While the Child Rights Convention states that a child may only be detained as “a last resort and for the shortest time possible”, Mahi said, this cannot apply to children being held simply because of their parents’ “irregular” immigration status.
“The government is also committed to the Asean Declaration on the Rights of the Child in the context of migration and cannot, therefore, rob children of their civil liberties,” she said.
Mahi said Malaysia had pledged to implement policies and legislation that would promote and protect the rights of the most vulnerable communities when applying for a seat on the UN Human Rights Council.
“I believe this includes refugees, asylum-seekers and stateless persons, especially women and children, whom the government continues to hold in detention.
“At the moment, we are far behind Thailand and Indonesia, which have been releasing children into community care since 2018,” she said.

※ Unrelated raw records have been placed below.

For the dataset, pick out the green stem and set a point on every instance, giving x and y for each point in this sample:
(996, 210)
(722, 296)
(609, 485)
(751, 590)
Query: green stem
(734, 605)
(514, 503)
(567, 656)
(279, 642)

On Thursday, home minister Saifuddin Nasution Ismail revealed that 1,179 children were among the 15,845 undocumented migrants being held at immigration depots nationwide as of Jan 29. The detainees also included 2,683 women.
Suhakam commissioner Noor Aziah Awal said the number of children being held in immigration depots was not surprising, but she maintained that they should not be detained there.
“If the children are with their parents, deport the family to their country of origin, unless their deportation endangers their lives,” she said. “As an alternative to detention, unaccompanied children should be sent home once their parents are identified.”
North South Initiative executive director Adrian Pereira called on Putrajaya to find out how these undocumented migrants had entered the country, as he believed many of them were victims of human trafficking.
Pereira also said Malaysia should give migrants the same rights that expatriates enjoyed when it came to their children, pointing out that the expatriates were allowed to bring their children into the country, but not other migrants.
“These children will not be a burden to the country if the parents are given the right to work without exploitation,” he said.